Friday, Mar. 22, 1963

La Coponna dello Zio Tom

"This is a story about good and bad niggers," said the English translation of the program notes supplied for tourists. It was a story about Zio Tom, Signor Legree and Piccola Eva. a story about slavery in harsh old Kentucky. The premiere production of Luigi Ferrari Tre-cate's Zio Tom (Uncle Tom) at the Rome Opera House celebrated the centenary of Lincoln's Emancipation Proclamation, but Rome found it a masterpiece of contemporary social realism. "Poveri negri!" (Poor Negroes), enthusiasts shouted from the balconies, and next morning the Rome press chimed in. "A great opera and a great story," said II Messaggero. "The fight for freedom belongs to eternity, and where could it be better fought than on the stage of the Rome Opera House?"

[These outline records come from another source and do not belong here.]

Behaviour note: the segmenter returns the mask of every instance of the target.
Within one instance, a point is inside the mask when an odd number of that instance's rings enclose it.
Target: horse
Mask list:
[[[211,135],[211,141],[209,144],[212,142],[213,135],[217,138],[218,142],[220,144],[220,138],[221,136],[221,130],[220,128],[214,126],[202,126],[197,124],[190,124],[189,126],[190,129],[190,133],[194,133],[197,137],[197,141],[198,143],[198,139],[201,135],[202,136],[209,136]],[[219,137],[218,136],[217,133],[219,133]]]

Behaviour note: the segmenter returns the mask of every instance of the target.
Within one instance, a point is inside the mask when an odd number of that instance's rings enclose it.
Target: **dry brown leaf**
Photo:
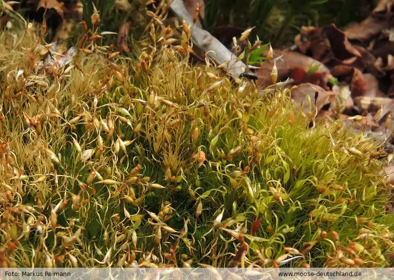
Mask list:
[[[375,76],[370,73],[363,74],[366,87],[364,96],[384,97],[386,95],[379,89],[379,82]]]
[[[382,69],[385,71],[394,70],[394,56],[393,55],[390,54],[387,56],[387,64]]]
[[[319,93],[315,106],[315,96],[317,91]],[[292,88],[291,92],[292,99],[300,106],[301,103],[302,104],[303,110],[305,113],[307,113],[310,109],[309,102],[306,99],[307,95],[309,96],[312,101],[312,110],[314,112],[316,108],[319,111],[323,106],[330,104],[336,94],[334,92],[327,91],[318,85],[309,83],[293,87]]]
[[[329,76],[331,75],[325,72],[309,73],[301,67],[291,69],[289,73],[289,77],[294,80],[293,84],[295,85],[310,83],[320,86],[326,90],[329,89],[327,86],[327,78]]]
[[[353,97],[365,95],[366,92],[366,82],[362,73],[357,68],[347,65],[338,65],[334,68],[331,73],[335,76],[345,76],[348,78],[351,77],[350,82],[350,91]]]
[[[380,0],[376,7],[373,9],[373,12],[386,13],[391,11],[392,7],[394,5],[393,0]]]
[[[366,70],[368,72],[378,77],[385,75],[385,72],[382,70],[381,68],[377,67],[375,65],[376,59],[371,52],[361,46],[355,45],[354,47],[360,52],[361,57],[357,58],[357,59],[351,64],[351,66],[356,67],[361,71]]]
[[[345,34],[338,29],[335,24],[325,28],[324,32],[329,41],[330,46],[334,56],[341,61],[361,55],[357,49],[352,45]]]
[[[283,56],[276,61],[276,68],[278,69],[278,81],[283,80],[289,76],[291,70],[300,67],[307,70],[311,66],[319,65],[316,71],[320,73],[329,74],[329,70],[321,62],[306,55],[294,52],[274,50],[274,57]],[[264,87],[272,84],[271,71],[274,66],[273,61],[264,62],[259,65],[257,74],[259,76],[257,83]],[[326,82],[327,83],[327,82]]]
[[[118,33],[118,47],[120,52],[130,52],[130,49],[127,46],[127,38],[130,30],[130,22],[125,22],[121,27]]]
[[[40,0],[37,10],[40,8],[53,9],[63,19],[64,18],[64,3],[59,2],[57,0]]]
[[[319,61],[329,49],[329,45],[322,35],[321,29],[317,27],[303,26],[301,34],[295,38],[295,43],[303,53],[309,50],[312,52],[312,57]]]
[[[365,41],[377,35],[388,27],[387,21],[370,16],[360,23],[352,24],[345,30],[344,33],[350,40]]]

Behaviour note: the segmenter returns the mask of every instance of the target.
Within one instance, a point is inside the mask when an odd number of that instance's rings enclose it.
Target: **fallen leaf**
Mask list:
[[[202,151],[197,153],[197,161],[198,162],[198,167],[204,164],[204,162],[205,161],[205,153]]]
[[[317,91],[319,93],[315,106],[314,100],[315,95]],[[316,108],[319,111],[323,106],[330,104],[336,94],[335,92],[327,91],[318,85],[309,83],[295,86],[291,89],[292,99],[300,106],[302,104],[303,109],[305,113],[308,113],[310,108],[309,102],[307,101],[306,99],[307,95],[309,96],[312,101],[312,111],[314,112]]]
[[[311,56],[319,61],[329,50],[329,44],[322,34],[322,30],[317,27],[301,27],[301,34],[296,36],[295,43],[303,53],[309,51]]]
[[[59,14],[62,19],[64,18],[64,3],[57,0],[40,0],[37,7],[38,10],[40,8],[53,9]]]
[[[129,31],[130,30],[130,22],[128,21],[123,24],[119,29],[118,34],[118,47],[120,52],[130,51],[127,46],[127,38],[129,37]]]
[[[350,91],[353,97],[365,95],[366,92],[366,82],[362,73],[357,68],[347,65],[338,65],[334,68],[331,73],[336,77],[351,77],[350,82]]]
[[[289,76],[292,69],[297,67],[305,70],[306,71],[311,67],[317,67],[316,72],[319,73],[330,73],[329,70],[321,62],[313,59],[306,55],[296,52],[274,50],[274,58],[283,56],[276,60],[276,68],[278,69],[278,80],[283,80]],[[265,61],[258,65],[260,69],[257,70],[257,74],[259,76],[257,84],[264,87],[272,84],[271,80],[271,71],[274,66],[272,61]],[[317,66],[319,66],[317,67]],[[327,82],[326,82],[327,84]]]
[[[394,70],[394,56],[393,55],[390,54],[387,56],[387,64],[382,70],[385,71]]]
[[[373,12],[374,13],[390,12],[391,11],[393,5],[394,5],[394,1],[393,0],[380,0],[376,7],[373,9]]]
[[[355,56],[361,56],[357,49],[349,41],[345,34],[338,29],[335,24],[332,24],[326,27],[323,32],[329,41],[331,49],[335,58],[344,61]]]
[[[360,23],[350,26],[344,33],[348,39],[365,41],[379,34],[389,27],[388,22],[376,17],[370,16]]]
[[[325,72],[308,73],[301,67],[296,67],[291,69],[289,74],[289,77],[294,80],[293,84],[295,85],[310,83],[320,86],[326,90],[329,89],[327,86],[327,77],[328,76],[331,76],[331,75]]]
[[[350,64],[351,66],[356,67],[361,71],[366,70],[376,76],[382,77],[385,75],[385,73],[382,70],[381,68],[375,65],[376,59],[371,52],[361,46],[355,45],[354,47],[360,52],[361,56],[357,57],[354,62]]]

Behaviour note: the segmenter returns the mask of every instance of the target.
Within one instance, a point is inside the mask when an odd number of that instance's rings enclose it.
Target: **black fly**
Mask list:
[[[254,81],[256,81],[259,78],[259,76],[251,71],[246,71],[243,73],[241,73],[239,74],[239,77],[242,78],[243,77],[249,80],[253,80]]]

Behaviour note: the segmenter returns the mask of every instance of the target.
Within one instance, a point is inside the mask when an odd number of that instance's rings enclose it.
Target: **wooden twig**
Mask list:
[[[193,19],[182,0],[174,0],[170,7],[177,18],[184,19],[188,25],[192,26],[192,37],[194,44],[206,54],[208,53],[207,54],[219,64],[227,62],[226,70],[234,77],[237,78],[240,74],[245,72],[246,66],[242,61],[237,61],[235,55],[209,32],[197,24],[193,24]]]

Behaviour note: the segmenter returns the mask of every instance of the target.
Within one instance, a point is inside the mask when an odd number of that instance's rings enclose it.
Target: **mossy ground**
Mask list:
[[[373,139],[149,35],[40,72],[38,30],[0,38],[2,266],[393,265]]]

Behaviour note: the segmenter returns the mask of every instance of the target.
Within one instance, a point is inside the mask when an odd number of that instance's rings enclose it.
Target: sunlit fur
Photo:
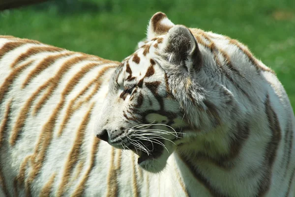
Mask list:
[[[162,13],[122,62],[0,36],[1,197],[294,197],[295,123],[244,45]]]
[[[97,137],[148,171],[173,174],[175,163],[188,195],[294,197],[294,115],[272,70],[236,40],[162,13],[138,47],[110,82]]]

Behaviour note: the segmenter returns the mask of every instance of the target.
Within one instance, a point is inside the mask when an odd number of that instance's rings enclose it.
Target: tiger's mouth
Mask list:
[[[131,149],[131,151],[138,155],[139,157],[137,160],[137,164],[139,165],[148,160],[155,159],[161,155],[161,154],[158,154],[159,152],[148,153],[146,152],[138,150]]]
[[[153,143],[150,141],[142,141],[144,149],[139,148],[134,145],[128,146],[128,148],[134,153],[138,155],[137,164],[141,164],[144,162],[156,159],[163,153],[164,147],[158,144]]]

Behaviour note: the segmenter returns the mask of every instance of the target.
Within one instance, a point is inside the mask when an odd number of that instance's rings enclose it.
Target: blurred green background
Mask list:
[[[295,107],[294,0],[53,0],[0,12],[0,34],[120,61],[165,12],[176,24],[226,34],[274,69]]]

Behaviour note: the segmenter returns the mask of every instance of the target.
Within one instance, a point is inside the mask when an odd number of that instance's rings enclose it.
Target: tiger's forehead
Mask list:
[[[153,57],[163,43],[164,36],[143,42],[143,44],[135,53],[123,60],[123,72],[127,75],[127,80],[131,81],[147,74],[151,74],[151,67],[156,65]],[[147,73],[148,72],[149,73]]]

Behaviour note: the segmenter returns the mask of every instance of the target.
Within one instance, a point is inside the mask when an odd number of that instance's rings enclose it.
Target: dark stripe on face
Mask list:
[[[137,64],[139,64],[140,62],[140,57],[138,56],[137,54],[135,54],[133,55],[133,58],[132,58],[132,61],[137,63]]]
[[[290,189],[292,187],[292,182],[293,182],[293,179],[294,178],[294,174],[295,174],[295,168],[293,169],[292,173],[291,173],[291,176],[290,177],[290,180],[289,183],[289,186],[288,187],[288,191],[287,193],[286,193],[286,195],[285,197],[289,197],[289,194],[290,193]]]
[[[146,45],[143,46],[143,47],[144,49],[143,54],[144,55],[144,56],[146,56],[147,54],[149,53],[149,48],[150,47],[150,45],[146,44]]]
[[[221,120],[219,116],[218,112],[216,110],[216,106],[213,103],[206,100],[205,100],[204,103],[207,108],[206,110],[206,112],[207,112],[207,113],[214,120],[214,126],[216,127],[218,125],[220,125],[221,123]]]
[[[143,84],[144,84],[144,78],[142,79],[141,80],[140,80],[139,81],[139,82],[138,82],[138,83],[137,84],[137,86],[138,86],[138,87],[142,88],[142,87],[143,87]]]
[[[164,38],[158,38],[158,41],[157,42],[158,44],[161,44],[163,42],[163,41],[164,40]]]
[[[213,197],[231,197],[229,196],[222,194],[215,187],[211,185],[209,180],[205,177],[203,174],[195,167],[195,165],[188,158],[185,156],[179,155],[180,158],[184,163],[186,167],[192,172],[193,175],[208,190]]]
[[[132,81],[134,79],[135,79],[135,77],[132,77],[132,71],[131,70],[131,69],[130,68],[130,66],[129,65],[129,63],[127,63],[126,64],[126,72],[127,72],[128,73],[129,73],[129,76],[127,77],[126,80],[127,81]]]
[[[153,94],[156,96],[157,94],[158,88],[159,85],[161,84],[161,82],[159,81],[155,81],[152,82],[145,82],[145,84],[150,90]]]
[[[151,66],[154,66],[156,64],[156,62],[155,62],[155,61],[152,59],[149,59],[149,62],[150,63],[150,65]]]
[[[284,155],[281,166],[286,168],[283,177],[286,177],[290,164],[291,156],[293,145],[293,131],[292,131],[292,122],[291,120],[289,122],[286,128],[285,135],[285,146],[284,147]],[[285,164],[286,163],[286,164]]]
[[[263,197],[267,192],[271,184],[271,170],[272,165],[278,149],[279,143],[281,141],[281,127],[280,123],[275,112],[271,108],[269,100],[269,96],[266,95],[266,98],[265,102],[266,113],[268,121],[268,126],[271,132],[271,137],[266,148],[266,155],[265,156],[265,164],[266,168],[265,175],[261,180],[259,184],[257,197]]]
[[[144,96],[141,92],[139,93],[139,95],[137,97],[137,103],[136,105],[134,106],[135,108],[139,108],[141,107],[144,103]]]
[[[1,125],[0,127],[0,148],[1,148],[2,145],[2,141],[3,141],[4,138],[8,131],[8,125],[10,120],[10,116],[11,113],[11,103],[12,100],[10,100],[6,107],[4,117],[0,125]]]

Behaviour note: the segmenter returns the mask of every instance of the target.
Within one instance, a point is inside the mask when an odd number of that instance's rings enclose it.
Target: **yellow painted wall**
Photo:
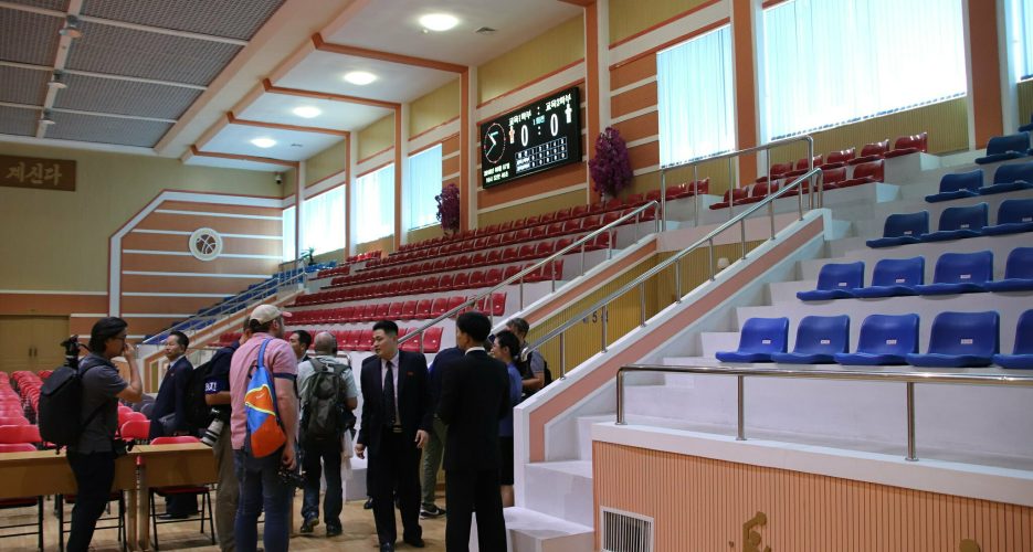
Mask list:
[[[347,162],[348,140],[341,140],[305,161],[305,185],[346,170]]]
[[[577,15],[477,67],[479,102],[495,98],[584,57],[583,17]]]
[[[394,146],[394,115],[388,115],[359,130],[358,140],[359,161]]]
[[[709,0],[610,0],[610,43],[624,40]]]
[[[460,116],[462,87],[456,77],[451,83],[413,99],[409,105],[409,136],[452,120]]]
[[[0,289],[107,290],[108,238],[162,190],[281,197],[268,172],[3,144],[0,153],[76,161],[74,192],[0,188]]]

All through the '40s, Composer Ferrari Trecate had searched for a way to express his hatred of tyranny. But while he strained for inspiration, the Fascists fell in Italy and the Nazis fell in Germany and poor Ferrari Trecate was left back at the Parma Music Conservatory without a regime to hate. Then his problem was solved. "I wanted to bring a little offering to human liberty to the world." he recalls, "and I wanted to bring the problem of enslavement to the public eye. As soon as I read Uncle Tom's Cabin, the Christian thought of Harriet Beecher Stowe seduced my mind."

Working with an Italian libretto supplied by a former pupil, Ferrari Trecate had his three-act opera written within a year. But after one quiet 1953 performance in Parma, it lay forgotten until Rome decided to produce it again. Its minor-key Italianate melodies, skillfully woven into choral passages that hint of Negro spirituals, are warm and rich in legato beauty, completely devoid of any modernisms, reminiscent of Puccini. The first-night audience in Rome greeted it with 20 curtain calls, and Roman critics pronounced it good enough for the regular repertory.

But the program notes had their problems. The English translator, true to his Stowe, wrote "niggers" for "negri" (which means Negroes in Italian). "This is the usual meeting place of all the niggers," read the notes, thereby offending everybody. Most Americans are now aware that Negroes consider Uncle Tomism their most regressive trait, and it was surprising to see the long-suffering old quisling revived once again as liberty's champion.

Still, Ferrari Trecate's heart was clearly in the right place, and his opera had the antic appeal of an American tragedy written by an Italian who has never seen America. "My entire knowledge of American music is from the gramophone records I listen to in Parma," the 78-year-old professor explained. "I have been to America only in my dreams. I will be happy if my opera is performed again, but I must admit that my greatest ambition is to write music for the films of Walt Disney."